Case of the Day: SEC v. Cluff

The case of the day is SEC v. Cluff (S.D.N.Y. 2018). The SEC moved for leave under FRCP 4(f)(3) to serve process on James Shaoul by email. Shaoul was in Israel. Israel is a party to the Hague Service Convention and has not objected to service by postal channels under Article 10(a).

This case is harder than similar cases in countries such as China or India that have objected to service under Article 10(a). In those cases, the correct answer is clear (though it hasn’t been clear to most district courts that have considered it):

  1. The Convention is exclusive, which means you have to use a method of service that the Convention authorizes or permits.
  2. If any provision of the Convention authorizes or permits service by email, it’s Article 10(a), assuming that it’s proper to analogize email to postal mail.
  3. But in states that have objected to service by mail, Article 10(a) isn’t available.

So in a state like Israel, what’s the answer? Here’s an excerpt from my chapter on service in the new ABA treatise (without footnotes):

It is apparent that with the exception of Article 19, and leaving aside cases in which the foreign central authority serves process by e-mail when authorized by the law of the requested state, the only potential provision of the convention under which service of process by e-mail might be permissible is Article 10(a). The question is whether e-mail passes through the postal channel.

In principle, e-mail could be a postal service: Article 14 of the Universal Postal Convention (UPC) defines “electronic mail” as “a postal service involving the electronic transmission of messages.” Member countries of the Universal Postal Union or their “designated operators” “may agree with each other to participate in” electronic mail service. But the United States does not now offer an “e-post” service, and ordinary commercially available e-mail does not fit within the definition of electronic mail service in the UPC. Thus there are strong grounds for asserting that ordinary e-mail is not part of the postal channel and that Article 10(a) does not make service by e-mail permissible.

If this analysis is right, then service by email is improper even in Israel.
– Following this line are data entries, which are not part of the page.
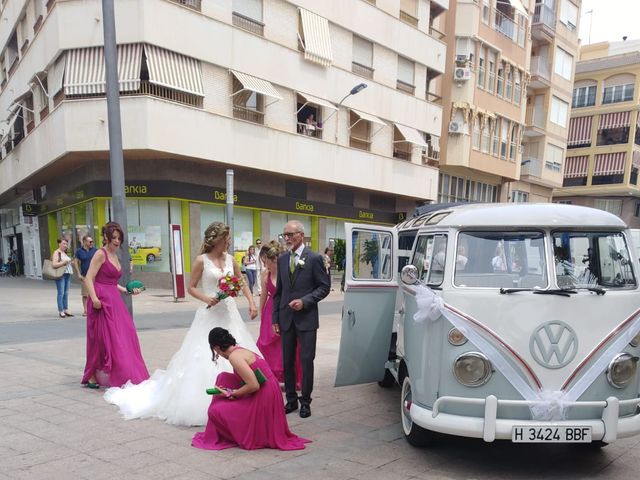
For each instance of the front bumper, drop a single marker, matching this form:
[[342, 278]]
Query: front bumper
[[607, 428]]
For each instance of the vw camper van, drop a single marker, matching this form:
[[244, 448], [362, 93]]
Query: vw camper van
[[505, 321]]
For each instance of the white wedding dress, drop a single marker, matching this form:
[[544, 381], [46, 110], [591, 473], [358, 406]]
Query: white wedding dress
[[178, 394]]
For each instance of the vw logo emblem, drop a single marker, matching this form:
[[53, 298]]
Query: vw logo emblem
[[554, 344]]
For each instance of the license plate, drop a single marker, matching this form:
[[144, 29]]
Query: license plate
[[552, 434]]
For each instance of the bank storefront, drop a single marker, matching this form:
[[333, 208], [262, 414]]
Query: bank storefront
[[152, 206]]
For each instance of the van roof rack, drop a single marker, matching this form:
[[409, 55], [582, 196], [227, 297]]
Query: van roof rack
[[434, 207]]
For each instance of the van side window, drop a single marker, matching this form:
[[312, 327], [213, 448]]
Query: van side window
[[430, 258], [371, 254]]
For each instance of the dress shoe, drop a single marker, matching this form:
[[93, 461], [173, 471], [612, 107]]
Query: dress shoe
[[305, 411], [290, 407]]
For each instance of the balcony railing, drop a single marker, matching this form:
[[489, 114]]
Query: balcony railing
[[540, 68], [360, 143], [405, 87], [531, 166], [408, 18], [401, 154], [434, 98], [362, 70], [248, 114], [192, 4], [436, 33], [248, 24], [544, 15], [310, 130], [509, 28], [535, 116]]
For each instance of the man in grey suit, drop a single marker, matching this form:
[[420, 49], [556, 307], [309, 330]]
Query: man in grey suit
[[302, 282]]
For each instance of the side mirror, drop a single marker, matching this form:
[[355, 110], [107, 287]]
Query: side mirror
[[409, 275]]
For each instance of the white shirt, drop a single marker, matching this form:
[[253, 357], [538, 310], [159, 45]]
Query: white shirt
[[298, 252]]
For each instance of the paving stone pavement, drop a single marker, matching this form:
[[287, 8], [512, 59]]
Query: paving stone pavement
[[52, 428]]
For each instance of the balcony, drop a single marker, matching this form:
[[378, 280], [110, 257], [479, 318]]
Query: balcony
[[408, 18], [535, 121], [509, 28], [540, 72], [405, 87], [543, 25], [248, 24], [531, 166]]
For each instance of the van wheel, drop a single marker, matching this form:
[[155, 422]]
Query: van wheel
[[388, 381], [415, 435]]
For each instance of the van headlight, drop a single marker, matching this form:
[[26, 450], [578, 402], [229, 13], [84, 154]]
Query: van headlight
[[472, 369], [622, 369]]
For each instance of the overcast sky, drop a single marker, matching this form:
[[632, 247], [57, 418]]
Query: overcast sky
[[610, 20]]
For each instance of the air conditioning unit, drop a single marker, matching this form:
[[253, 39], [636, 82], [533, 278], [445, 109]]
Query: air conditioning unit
[[461, 74], [455, 127]]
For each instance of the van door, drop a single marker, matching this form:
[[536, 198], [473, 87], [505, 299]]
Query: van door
[[371, 284]]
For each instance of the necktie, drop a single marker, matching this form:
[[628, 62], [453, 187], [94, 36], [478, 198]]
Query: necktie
[[292, 262]]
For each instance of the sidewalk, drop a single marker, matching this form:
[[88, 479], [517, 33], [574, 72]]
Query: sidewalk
[[24, 299]]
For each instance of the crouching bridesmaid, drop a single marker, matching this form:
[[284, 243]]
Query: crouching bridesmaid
[[245, 414]]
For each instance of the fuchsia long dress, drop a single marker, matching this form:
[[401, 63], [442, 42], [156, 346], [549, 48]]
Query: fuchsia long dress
[[113, 349], [269, 343], [251, 422]]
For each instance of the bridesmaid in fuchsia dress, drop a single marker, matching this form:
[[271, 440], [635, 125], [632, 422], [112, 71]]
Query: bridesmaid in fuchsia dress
[[246, 414], [113, 349]]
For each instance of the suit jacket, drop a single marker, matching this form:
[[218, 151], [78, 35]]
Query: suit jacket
[[309, 282]]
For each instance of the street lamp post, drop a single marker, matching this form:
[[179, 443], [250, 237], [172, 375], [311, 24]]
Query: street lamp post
[[116, 160], [357, 89]]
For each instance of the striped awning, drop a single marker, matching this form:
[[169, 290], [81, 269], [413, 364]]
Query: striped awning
[[576, 167], [368, 117], [609, 163], [254, 84], [614, 120], [317, 101], [411, 135], [173, 70], [580, 131], [84, 71], [317, 39], [435, 142]]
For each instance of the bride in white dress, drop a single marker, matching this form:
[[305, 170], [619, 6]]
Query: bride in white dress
[[178, 394]]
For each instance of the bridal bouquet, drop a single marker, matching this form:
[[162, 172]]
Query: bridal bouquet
[[228, 286]]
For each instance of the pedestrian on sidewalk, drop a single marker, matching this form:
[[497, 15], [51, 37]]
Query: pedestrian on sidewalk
[[302, 282], [61, 259], [83, 258], [249, 261], [259, 267]]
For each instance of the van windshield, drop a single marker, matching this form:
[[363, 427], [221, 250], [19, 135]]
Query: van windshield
[[501, 260], [590, 259]]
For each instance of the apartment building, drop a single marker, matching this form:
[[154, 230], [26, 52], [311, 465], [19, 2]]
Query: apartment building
[[554, 51], [506, 109], [603, 156], [270, 88]]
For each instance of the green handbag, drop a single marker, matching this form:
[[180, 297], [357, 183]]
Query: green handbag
[[135, 284]]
In fact, the judge denied the motion for leave, though not for this reason: the judge noted the lack of evidence that use of the Central Authority in Israel would cause undue delay and on doubts about the sufficiency of Shaoul’s email address from the due process perspective.

The court did make one point that is 100% right but that I’m not sure I’ve ever seen before:

The plaintiff’s contention that “Israel does not oppose Article 10(a)” of the Hague Convention on the Service Abroad of Judicial and Extrajudicial Documents in Civil or Commercial Matters is irrelevant, since Article 10(a) deals with “the freedom to send judicial documents, by postal channels, directly to persons abroad,” and the plaintiff is not seeking leave to serve James Shaoul “by postal channels, directly to persons abroad.”

This is refreshing because often a district court will say that the an objection to Article 10(a) that does not expressly object to service by email (no country’s objection does) is, in effect, consent to service by email. This is the fundamental mistake in the ur-case, Gurung v. Malhotra.

2 thoughts on “Case of the Day: SEC v. Cluff”

  1. It seems the foundation of the argument in this Letter Blogatory is faulty.

    Article 10(a) of the Hague Service Convention concerns the transmission of judicial documents via “postal channels;” a term that is not further defined. The Permanent Bureau on the Hague Conference has taken the position that “private couriers” of judicial documents (viz. Federal Express) constitute a method to transmit judicial documents via postal channels. (Practical Handbook at 70.) But the Permanent Bureau has been silent on whether email constitutes a postal channel for the transmission of judicial documents. After reviewing Article 14 of the Universal Postal Convention (UPC), Mr. Folkman takes the position that email does not constitute a postal channel for the United States because email “ordinary commercially available e-mail does not fit within the definition of electronic mail service in the UPC.”

    The problem with Mr. Folkman article is that the definitions in Article I of the UPC makes it clear that the scope of this convention concerns the transmission of physical items. Thus, it is not surprising that a subsequent Article in the UPC would exclude email as a postal channel. Moreover, the UPC which is not Hague Convention document can be traced back to an International Conference held in Ottawa in 1958 (the current version dates from 2012). Thus it seems that by selecting a definition for “postal channel” from the UPC was of necessity tantamount to stacking the deck against finding that email constitutes a postal channel within the meaning of Article 10(a) of the Hague Service Convention.

    This is not to say that I disagree with Mr. Folkman’s conclusion; it is just that there are better arguments for considering email not to be a postal channel within the meaning of Article 10(a). For example, postal channels—whether governmental or private—contemplate that transmission of any documents within the channel will remain confidential. This clearly is not the case with email. Alternatively, the transmission of judicial documents under Article 10(a) contemplates that sender will receive some sort of confirmation that the documents were actually delivered to defendant. In the case of email, unless the defendant affirmatively acknowledges receipt, the sender receives no confirmation that the documents were delivered to the intended defendant.

    1. Thanks, Tom, for that detailed comment!

      I am not sure you are right to say that the Permanent Bureau has not taken a position on this, or at least expressed a view. While the new Practical Handbook discusses the issues and notes the differing opinions, it ultimately concludes that service by email is permissible under Article 10(a) “to the extent that documents are sent by postal agencies,” and it notes that the requirement of postal agency involvement “would ensure that the transmission has the ‘postal’ character provided for under Article 10(a) …” (Annex 8, ¶¶ 36-37). Moreover, it continues by looking to the UPC, just as I did, to help understand what counts as “postal.” So while there is room for debate, I think my view is supported by the Permanent Bureau’s Practical Handbook.

      Also, I do not think you are correct to distinguish postal service from email by pointing out that postal service contemplates a receipt showing delivery. While US procedural law (e.g., FRCP 4(f)(2)(C)(ii)) may require a receipt for the validity of the service, ordinary first-class mail does not come with a receipt, and if a party obtains leave to serve process by first-class mail under FRCP 4(f)(3), it seems to me that the service would be valid, because nothing in Article 10(a) requires a receipt.